When interviewed by the LA Weekly in 2014, Wilkinson referred to the basement office as “subhuman.” We asked him what he meant by that.

“Well, it was subhuman. But it was also a very charming, closely-lived environment. It’s hard to really communicate smells and things like that over the air. But it was a hard-working basement.”

Wilkinson began designing the building in 2008, when the fashionable trends in architecture involved playing with digital effects, laser-cut metals, lots of complex curves, and lacy designs utilizing the latest in digital technologies. But he didn’t do any of that.

“I’m very very influenced by context. I really believe in growing a project out of its existing context. The original building gave us all the cues about using the brickwork, replicating some of its formal language, tying into it aesthetically, and then fragmenting the program in a way that was very direct and straightforward. We are really not that interested in frivolous technological developments. So I think that this will stand the test of time. It’s a building that’s of its place. And I think it has a sort of classic simplicity about it as well,” Wilkinson said.

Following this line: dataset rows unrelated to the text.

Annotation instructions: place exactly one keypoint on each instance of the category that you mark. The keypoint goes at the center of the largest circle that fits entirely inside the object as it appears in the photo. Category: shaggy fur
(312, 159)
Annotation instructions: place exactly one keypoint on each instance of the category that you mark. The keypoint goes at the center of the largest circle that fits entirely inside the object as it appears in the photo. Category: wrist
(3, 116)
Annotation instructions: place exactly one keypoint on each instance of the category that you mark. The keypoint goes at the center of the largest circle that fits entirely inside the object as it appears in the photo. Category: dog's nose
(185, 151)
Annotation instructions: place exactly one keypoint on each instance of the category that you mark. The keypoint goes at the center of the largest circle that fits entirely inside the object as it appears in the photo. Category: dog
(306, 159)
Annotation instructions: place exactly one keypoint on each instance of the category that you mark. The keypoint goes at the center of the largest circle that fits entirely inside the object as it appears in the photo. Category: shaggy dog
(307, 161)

It also has a kind of a pop quality that is reminiscent of a period of architecture from the early ’80s, during the height of post-modernism, and now post-modernism is having a comeback. So does it have some echoes of that spirit?

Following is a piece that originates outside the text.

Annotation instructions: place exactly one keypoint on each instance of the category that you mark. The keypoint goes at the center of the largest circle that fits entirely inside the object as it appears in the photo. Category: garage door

“I think one of the aspects of postmodernism that was interesting was the breaking of rules and the playfulness of architectural form, often in an incredibly simplistic way,” Wilkinson said. “I think it is a postmodern building but more in the broader literary sense than in a neoclassical postmodernism sense.”

KCRW’s veteran staffers Ariana Morgenstern, Steve Herbert, Matt Holzman and Bob Carlson also shared their thoughts on the move.

“I always felt that down here in the basement we were apart from the world and we were commenting on the world. But we were down in our own bunker,” Carlson said. After long hours spent focused on a project, “when you would finally finish and you would come up, you would literally feel like you were emerging from a hole and the world looked different and… it was like Vegas, where you didn’t know what time it was.”

“I think in the new place… we are going to now feel a part of the world as opposed to a hole down in the ground separate from the world.”

When asked if she will miss our longtime digs, Morgenstern said the big windows in the new building are going to be a joy for the Vitamin D-deprived station staff with their “studio tans,” and bands will love having an audience when they perform. She added, with a smile, “I’m going to miss the stink sometimes. I will miss not having a sink in the kitchen. I will miss those days when the air conditioner goes out and everybody’s in a sauna.”